Updated Saturday, April 13, 2013 at 04:11 PM
Strategically placed in June Daugherty's Washington State women's basketball office, between pictures of her twins, sits an equally important item — a basketball signed by famed coach Marv Harshman.
Daugherty kept her gaze on the ball as she spoke by phone about Harshman, who died Friday at the age of 95. Daugherty, a former coach at Washington, knew Harshman for more than 30 years, visiting him last fall at his assisted living home.
"He always called me 'Junie,' " Daugherty said. "And I'll never forget, one of the first phone calls I got in my new (WSU) office was from him. 'Junie, you're doing things backwards! I did it the opposite way, but that's OK. I just called to wish you all the best.' I was just like, 'Wow, he still loved the Cougs.' "
Harshman's 40-year coaching career ended in 1985 after 14 years at UW. He had coached for 13 seasons at WSU before that.
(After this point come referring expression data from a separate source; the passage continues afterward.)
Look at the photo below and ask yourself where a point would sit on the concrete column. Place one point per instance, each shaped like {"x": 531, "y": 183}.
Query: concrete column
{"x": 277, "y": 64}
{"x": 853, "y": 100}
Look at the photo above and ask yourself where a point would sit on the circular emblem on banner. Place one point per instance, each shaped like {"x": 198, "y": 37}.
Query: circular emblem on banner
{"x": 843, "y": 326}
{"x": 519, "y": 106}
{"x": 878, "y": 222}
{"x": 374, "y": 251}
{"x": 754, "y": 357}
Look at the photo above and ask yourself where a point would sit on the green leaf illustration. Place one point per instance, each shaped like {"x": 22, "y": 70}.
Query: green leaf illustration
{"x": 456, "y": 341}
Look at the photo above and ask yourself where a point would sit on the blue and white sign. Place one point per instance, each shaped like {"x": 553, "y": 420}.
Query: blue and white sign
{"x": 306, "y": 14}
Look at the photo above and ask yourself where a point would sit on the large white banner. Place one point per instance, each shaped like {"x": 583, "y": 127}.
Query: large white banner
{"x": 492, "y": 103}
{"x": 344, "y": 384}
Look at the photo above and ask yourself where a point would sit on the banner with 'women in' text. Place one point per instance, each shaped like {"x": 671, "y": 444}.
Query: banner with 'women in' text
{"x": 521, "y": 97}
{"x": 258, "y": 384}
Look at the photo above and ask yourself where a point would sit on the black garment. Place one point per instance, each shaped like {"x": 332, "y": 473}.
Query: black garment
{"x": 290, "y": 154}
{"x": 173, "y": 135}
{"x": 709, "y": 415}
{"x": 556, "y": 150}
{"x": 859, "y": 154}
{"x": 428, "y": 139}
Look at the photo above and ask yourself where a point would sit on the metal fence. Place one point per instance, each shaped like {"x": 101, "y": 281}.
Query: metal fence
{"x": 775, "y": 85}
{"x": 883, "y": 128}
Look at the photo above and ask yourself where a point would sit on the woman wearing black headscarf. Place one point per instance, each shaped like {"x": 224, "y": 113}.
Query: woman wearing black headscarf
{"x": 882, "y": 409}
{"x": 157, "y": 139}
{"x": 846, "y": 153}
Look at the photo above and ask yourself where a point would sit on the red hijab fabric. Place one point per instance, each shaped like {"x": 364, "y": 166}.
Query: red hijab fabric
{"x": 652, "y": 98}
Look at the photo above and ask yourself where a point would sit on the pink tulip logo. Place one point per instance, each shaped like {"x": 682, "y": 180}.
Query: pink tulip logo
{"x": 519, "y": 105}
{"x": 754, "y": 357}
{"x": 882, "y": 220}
Before his health declined, Harshman also would drop by Huskies women's basketball practices to critique the team and coaching staff at the request of Daugherty.
"He had such an eagerness to coach, and how important it was that the game be played a certain way," Daugherty said. "And he was so humble."
Daugherty still was learning from the Hall of Fame coach during her last visit.
She described his room at the assisted living facility as a museum laced with memorabilia from Harshman's career. He still was knowledgeable about the state's teams, including the WSU women. He also continued to offer coaching tips mixed into stories about basketball's past.
"We've lost the Big Three, if you think about it," Daugherty said of John Wooden, Pete Newell and now Harshman. "They were the best people and basketball minds that really influenced so much about what we do, whether it's women's basketball or men's basketball on the collegiate level. I'm so blessed to have known coach Harshman."